Design and fabrication of heterostructures has emerged as a powerful strategy to improve gas sensing performances compared to single materials counterparts. In this work, we report an innovative CuO-based nanostructure decorated with SnO₂ quantum dots (QDs) for the detection of NO₂ and H₂ gases. Here, CuO serves as the base material while SnO₂ QDs are used as the decorating phase: an inversion of the conventional architecture where SnO₂ is typically the host and CuO the modifier.

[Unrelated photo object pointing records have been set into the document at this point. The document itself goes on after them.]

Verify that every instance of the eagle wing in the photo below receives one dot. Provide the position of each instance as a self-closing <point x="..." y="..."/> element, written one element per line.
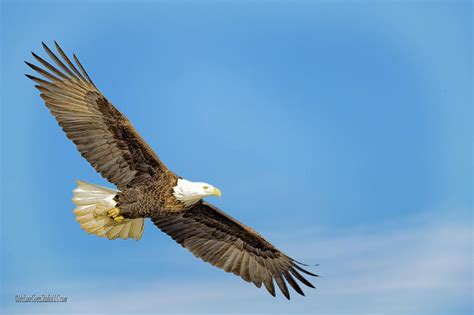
<point x="102" y="134"/>
<point x="219" y="239"/>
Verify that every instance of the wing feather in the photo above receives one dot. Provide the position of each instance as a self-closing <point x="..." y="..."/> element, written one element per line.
<point x="217" y="238"/>
<point x="101" y="133"/>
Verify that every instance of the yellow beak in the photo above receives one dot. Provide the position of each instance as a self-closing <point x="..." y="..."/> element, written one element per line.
<point x="216" y="192"/>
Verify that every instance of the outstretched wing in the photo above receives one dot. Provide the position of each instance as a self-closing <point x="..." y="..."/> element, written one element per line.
<point x="219" y="239"/>
<point x="103" y="136"/>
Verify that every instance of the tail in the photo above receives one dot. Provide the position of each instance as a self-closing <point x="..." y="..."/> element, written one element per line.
<point x="92" y="203"/>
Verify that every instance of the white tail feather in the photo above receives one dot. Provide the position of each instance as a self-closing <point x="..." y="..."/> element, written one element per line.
<point x="92" y="203"/>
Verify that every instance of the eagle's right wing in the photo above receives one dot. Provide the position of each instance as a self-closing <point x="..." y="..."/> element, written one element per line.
<point x="219" y="239"/>
<point x="103" y="136"/>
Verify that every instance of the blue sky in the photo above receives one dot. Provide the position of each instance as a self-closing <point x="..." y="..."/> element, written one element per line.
<point x="342" y="131"/>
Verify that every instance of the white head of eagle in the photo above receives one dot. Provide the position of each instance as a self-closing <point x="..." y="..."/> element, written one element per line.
<point x="191" y="192"/>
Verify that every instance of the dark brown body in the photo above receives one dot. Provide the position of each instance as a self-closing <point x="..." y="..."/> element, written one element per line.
<point x="106" y="139"/>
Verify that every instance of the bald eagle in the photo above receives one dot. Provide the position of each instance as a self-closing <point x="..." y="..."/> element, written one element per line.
<point x="147" y="188"/>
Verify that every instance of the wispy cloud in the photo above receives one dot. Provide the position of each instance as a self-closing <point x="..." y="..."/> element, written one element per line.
<point x="406" y="268"/>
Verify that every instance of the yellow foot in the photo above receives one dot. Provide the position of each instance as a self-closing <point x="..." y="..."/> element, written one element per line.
<point x="115" y="214"/>
<point x="119" y="218"/>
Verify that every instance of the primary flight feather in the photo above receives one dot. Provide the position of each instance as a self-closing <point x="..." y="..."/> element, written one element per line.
<point x="147" y="188"/>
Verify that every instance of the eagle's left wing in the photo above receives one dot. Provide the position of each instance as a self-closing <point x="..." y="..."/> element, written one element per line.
<point x="219" y="239"/>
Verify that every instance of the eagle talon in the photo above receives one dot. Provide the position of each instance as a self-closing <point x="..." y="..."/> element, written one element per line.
<point x="119" y="218"/>
<point x="113" y="213"/>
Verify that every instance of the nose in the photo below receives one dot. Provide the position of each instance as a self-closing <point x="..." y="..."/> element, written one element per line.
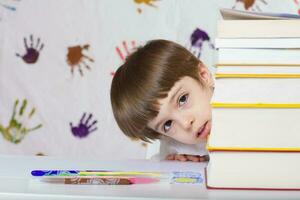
<point x="187" y="121"/>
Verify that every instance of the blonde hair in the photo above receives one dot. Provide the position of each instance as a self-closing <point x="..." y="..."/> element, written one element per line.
<point x="148" y="75"/>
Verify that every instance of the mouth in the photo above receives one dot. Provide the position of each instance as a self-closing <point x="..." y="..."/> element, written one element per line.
<point x="203" y="131"/>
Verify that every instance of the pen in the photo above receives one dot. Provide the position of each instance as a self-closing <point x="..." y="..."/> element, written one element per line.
<point x="42" y="173"/>
<point x="100" y="180"/>
<point x="171" y="177"/>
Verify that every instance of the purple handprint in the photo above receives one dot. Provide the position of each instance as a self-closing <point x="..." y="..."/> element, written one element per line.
<point x="83" y="129"/>
<point x="32" y="53"/>
<point x="197" y="39"/>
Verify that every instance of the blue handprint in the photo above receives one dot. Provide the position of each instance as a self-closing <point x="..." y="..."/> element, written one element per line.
<point x="197" y="39"/>
<point x="83" y="128"/>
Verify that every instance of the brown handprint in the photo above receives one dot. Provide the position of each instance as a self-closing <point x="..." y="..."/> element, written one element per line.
<point x="16" y="131"/>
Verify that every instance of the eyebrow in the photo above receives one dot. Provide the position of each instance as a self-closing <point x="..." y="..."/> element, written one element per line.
<point x="171" y="100"/>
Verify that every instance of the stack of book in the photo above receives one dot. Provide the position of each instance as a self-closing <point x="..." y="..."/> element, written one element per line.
<point x="255" y="137"/>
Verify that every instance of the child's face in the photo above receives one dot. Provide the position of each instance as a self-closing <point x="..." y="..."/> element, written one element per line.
<point x="185" y="114"/>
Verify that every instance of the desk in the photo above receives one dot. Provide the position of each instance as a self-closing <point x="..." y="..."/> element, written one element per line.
<point x="15" y="182"/>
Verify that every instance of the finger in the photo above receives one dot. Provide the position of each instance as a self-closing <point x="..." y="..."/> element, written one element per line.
<point x="31" y="41"/>
<point x="170" y="157"/>
<point x="34" y="128"/>
<point x="88" y="119"/>
<point x="82" y="118"/>
<point x="94" y="122"/>
<point x="204" y="158"/>
<point x="24" y="104"/>
<point x="25" y="43"/>
<point x="31" y="113"/>
<point x="15" y="109"/>
<point x="193" y="158"/>
<point x="180" y="157"/>
<point x="37" y="43"/>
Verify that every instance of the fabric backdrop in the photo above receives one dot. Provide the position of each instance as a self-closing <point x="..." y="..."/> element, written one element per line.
<point x="57" y="60"/>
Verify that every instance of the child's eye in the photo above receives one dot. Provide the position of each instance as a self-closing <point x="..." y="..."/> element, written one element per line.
<point x="182" y="100"/>
<point x="167" y="126"/>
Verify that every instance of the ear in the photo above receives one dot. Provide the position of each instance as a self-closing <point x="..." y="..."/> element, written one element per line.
<point x="205" y="75"/>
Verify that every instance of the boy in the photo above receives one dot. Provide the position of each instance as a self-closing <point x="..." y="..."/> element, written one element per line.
<point x="163" y="92"/>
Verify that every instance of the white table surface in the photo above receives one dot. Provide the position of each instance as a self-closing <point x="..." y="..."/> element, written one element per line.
<point x="16" y="182"/>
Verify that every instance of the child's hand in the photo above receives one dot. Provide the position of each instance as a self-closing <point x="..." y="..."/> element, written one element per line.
<point x="185" y="157"/>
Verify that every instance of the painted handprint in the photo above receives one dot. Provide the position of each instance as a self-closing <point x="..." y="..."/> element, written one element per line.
<point x="17" y="130"/>
<point x="75" y="58"/>
<point x="146" y="2"/>
<point x="197" y="39"/>
<point x="249" y="4"/>
<point x="84" y="128"/>
<point x="33" y="51"/>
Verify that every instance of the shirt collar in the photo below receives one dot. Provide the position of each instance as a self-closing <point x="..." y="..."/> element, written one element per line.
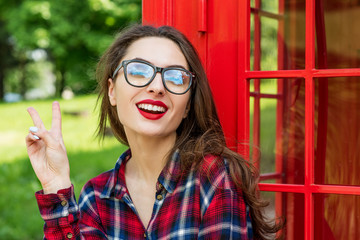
<point x="116" y="185"/>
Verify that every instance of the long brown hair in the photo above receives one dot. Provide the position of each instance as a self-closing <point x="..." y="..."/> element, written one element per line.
<point x="200" y="133"/>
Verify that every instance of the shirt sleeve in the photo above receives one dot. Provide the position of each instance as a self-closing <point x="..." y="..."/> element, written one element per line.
<point x="225" y="215"/>
<point x="63" y="219"/>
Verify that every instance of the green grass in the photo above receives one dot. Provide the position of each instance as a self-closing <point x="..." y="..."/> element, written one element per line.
<point x="267" y="126"/>
<point x="20" y="218"/>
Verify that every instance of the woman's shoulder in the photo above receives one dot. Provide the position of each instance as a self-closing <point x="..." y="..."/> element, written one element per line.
<point x="214" y="170"/>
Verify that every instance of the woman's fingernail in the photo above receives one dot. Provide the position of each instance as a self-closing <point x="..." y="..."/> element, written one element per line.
<point x="33" y="129"/>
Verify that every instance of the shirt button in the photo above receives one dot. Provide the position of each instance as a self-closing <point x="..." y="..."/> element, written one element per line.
<point x="159" y="197"/>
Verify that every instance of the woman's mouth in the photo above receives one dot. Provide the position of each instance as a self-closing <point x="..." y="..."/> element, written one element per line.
<point x="152" y="110"/>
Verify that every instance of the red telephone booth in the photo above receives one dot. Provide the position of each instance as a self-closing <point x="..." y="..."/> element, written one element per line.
<point x="300" y="81"/>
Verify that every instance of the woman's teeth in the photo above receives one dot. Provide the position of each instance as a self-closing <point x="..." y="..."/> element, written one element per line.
<point x="151" y="108"/>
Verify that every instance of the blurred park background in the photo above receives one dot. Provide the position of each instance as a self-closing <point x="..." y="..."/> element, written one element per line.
<point x="48" y="51"/>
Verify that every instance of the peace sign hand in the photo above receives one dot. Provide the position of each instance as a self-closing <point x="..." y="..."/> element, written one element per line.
<point x="47" y="152"/>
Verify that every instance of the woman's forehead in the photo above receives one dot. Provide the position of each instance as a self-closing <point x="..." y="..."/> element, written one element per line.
<point x="160" y="51"/>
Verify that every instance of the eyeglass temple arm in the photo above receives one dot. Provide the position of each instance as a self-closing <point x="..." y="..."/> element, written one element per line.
<point x="116" y="70"/>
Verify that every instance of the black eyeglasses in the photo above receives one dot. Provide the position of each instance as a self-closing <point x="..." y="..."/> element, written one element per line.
<point x="140" y="73"/>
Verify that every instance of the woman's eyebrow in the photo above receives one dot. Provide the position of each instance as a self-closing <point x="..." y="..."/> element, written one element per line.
<point x="176" y="66"/>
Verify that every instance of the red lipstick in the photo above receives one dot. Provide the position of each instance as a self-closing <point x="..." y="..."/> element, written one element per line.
<point x="149" y="114"/>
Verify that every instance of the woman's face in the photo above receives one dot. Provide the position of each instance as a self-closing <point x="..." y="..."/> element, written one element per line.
<point x="133" y="103"/>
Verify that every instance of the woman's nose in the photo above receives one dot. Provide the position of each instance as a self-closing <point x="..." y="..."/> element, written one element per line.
<point x="156" y="86"/>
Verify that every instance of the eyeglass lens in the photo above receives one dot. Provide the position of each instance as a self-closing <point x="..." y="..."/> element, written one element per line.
<point x="140" y="74"/>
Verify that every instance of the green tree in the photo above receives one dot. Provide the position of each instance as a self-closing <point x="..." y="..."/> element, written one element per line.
<point x="73" y="34"/>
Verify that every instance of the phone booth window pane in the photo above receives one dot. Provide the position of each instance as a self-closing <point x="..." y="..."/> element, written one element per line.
<point x="336" y="216"/>
<point x="277" y="35"/>
<point x="337" y="34"/>
<point x="289" y="206"/>
<point x="337" y="130"/>
<point x="277" y="128"/>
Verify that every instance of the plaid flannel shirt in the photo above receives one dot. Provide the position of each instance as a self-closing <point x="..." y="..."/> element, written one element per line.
<point x="191" y="206"/>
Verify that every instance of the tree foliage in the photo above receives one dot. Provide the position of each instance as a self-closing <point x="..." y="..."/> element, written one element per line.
<point x="72" y="33"/>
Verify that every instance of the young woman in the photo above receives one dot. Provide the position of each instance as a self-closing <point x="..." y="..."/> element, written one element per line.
<point x="178" y="180"/>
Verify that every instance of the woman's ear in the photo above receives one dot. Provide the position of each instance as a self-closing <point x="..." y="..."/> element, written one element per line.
<point x="111" y="92"/>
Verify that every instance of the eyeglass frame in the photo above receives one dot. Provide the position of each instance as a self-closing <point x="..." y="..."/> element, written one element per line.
<point x="157" y="69"/>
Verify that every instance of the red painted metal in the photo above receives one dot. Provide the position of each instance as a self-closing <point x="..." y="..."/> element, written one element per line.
<point x="309" y="117"/>
<point x="257" y="59"/>
<point x="243" y="63"/>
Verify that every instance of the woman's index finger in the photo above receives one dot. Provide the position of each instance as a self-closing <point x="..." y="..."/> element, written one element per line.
<point x="35" y="117"/>
<point x="56" y="117"/>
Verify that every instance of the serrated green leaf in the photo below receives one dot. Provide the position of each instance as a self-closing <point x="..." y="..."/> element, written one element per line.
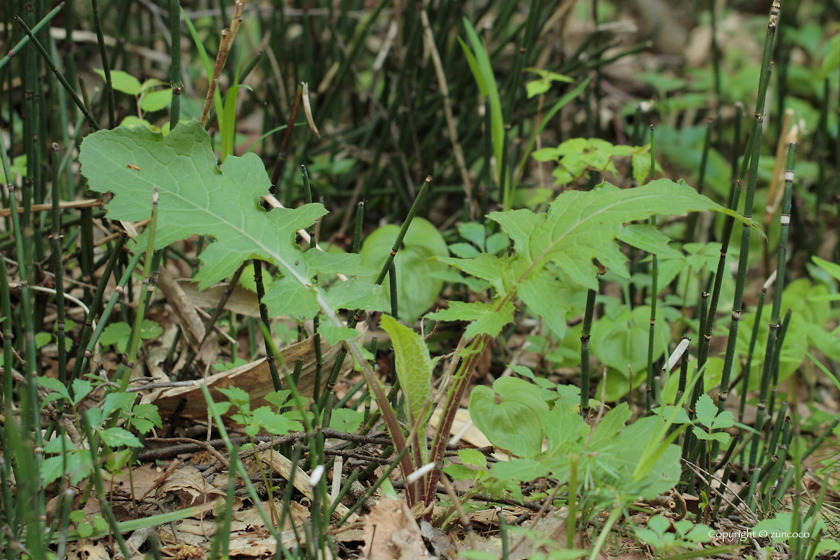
<point x="497" y="243"/>
<point x="288" y="297"/>
<point x="485" y="320"/>
<point x="542" y="295"/>
<point x="581" y="226"/>
<point x="196" y="197"/>
<point x="81" y="389"/>
<point x="346" y="420"/>
<point x="414" y="366"/>
<point x="274" y="423"/>
<point x="649" y="239"/>
<point x="472" y="232"/>
<point x="464" y="250"/>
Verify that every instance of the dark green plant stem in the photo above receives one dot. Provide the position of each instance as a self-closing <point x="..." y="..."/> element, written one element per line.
<point x="584" y="350"/>
<point x="92" y="121"/>
<point x="29" y="397"/>
<point x="175" y="67"/>
<point x="356" y="316"/>
<point x="820" y="439"/>
<point x="58" y="267"/>
<point x="100" y="489"/>
<point x="22" y="43"/>
<point x="272" y="362"/>
<point x="103" y="54"/>
<point x="284" y="146"/>
<point x="775" y="432"/>
<point x="743" y="259"/>
<point x="6" y="304"/>
<point x="654" y="277"/>
<point x="729" y="221"/>
<point x="692" y="219"/>
<point x="90" y="340"/>
<point x="211" y="321"/>
<point x="774" y="367"/>
<point x="777" y="301"/>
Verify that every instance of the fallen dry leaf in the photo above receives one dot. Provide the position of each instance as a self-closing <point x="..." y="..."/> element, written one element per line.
<point x="85" y="549"/>
<point x="391" y="533"/>
<point x="190" y="488"/>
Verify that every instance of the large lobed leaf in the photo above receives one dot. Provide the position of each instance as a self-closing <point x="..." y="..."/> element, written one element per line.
<point x="197" y="197"/>
<point x="579" y="228"/>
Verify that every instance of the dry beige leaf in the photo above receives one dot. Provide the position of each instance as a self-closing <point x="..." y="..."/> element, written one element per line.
<point x="190" y="488"/>
<point x="253" y="520"/>
<point x="85" y="549"/>
<point x="253" y="378"/>
<point x="241" y="301"/>
<point x="283" y="466"/>
<point x="391" y="533"/>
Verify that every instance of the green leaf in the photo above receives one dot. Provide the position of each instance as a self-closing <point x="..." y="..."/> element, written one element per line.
<point x="122" y="81"/>
<point x="334" y="335"/>
<point x="832" y="268"/>
<point x="581" y="225"/>
<point x="85" y="529"/>
<point x="115" y="401"/>
<point x="241" y="399"/>
<point x="42" y="339"/>
<point x="485" y="320"/>
<point x="484" y="266"/>
<point x="706" y="410"/>
<point x="349" y="264"/>
<point x="81" y="389"/>
<point x="346" y="420"/>
<point x="562" y="425"/>
<point x="354" y="294"/>
<point x="514" y="423"/>
<point x="221" y="202"/>
<point x="53" y="384"/>
<point x="416" y="293"/>
<point x="497" y="243"/>
<point x="227" y="121"/>
<point x="288" y="297"/>
<point x="278" y="398"/>
<point x="274" y="423"/>
<point x="414" y="366"/>
<point x="611" y="424"/>
<point x="118" y="437"/>
<point x="485" y="70"/>
<point x="156" y="100"/>
<point x="542" y="295"/>
<point x="472" y="232"/>
<point x="649" y="239"/>
<point x="472" y="457"/>
<point x="464" y="250"/>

The composite exhibits higher sensitivity compared to pristine CuO and SnO₂, showing state-of-the-art performances in terms of relative responses (RRs) in the 20 ppb to 1 ppm range and 10 ppm to 250 ppm for NO₂ and H₂ respectively, with excellent stability and reproducibility. Moreover, the SnO₂-QDs/CuO operates at a low working temperature (i.e. 100 °C), offering significant advantages in terms of energy efficiency and material stability. The observed enhancements are attributed to the optimized heterointerface, increased active surface area, and modulation of the charge carrier induced by the p–n heterojunctions. These results highlight the potential of reverse-configured SnO₂/CuO as a versatile platform for improved, low-temperature gas sensors with high sensitivity.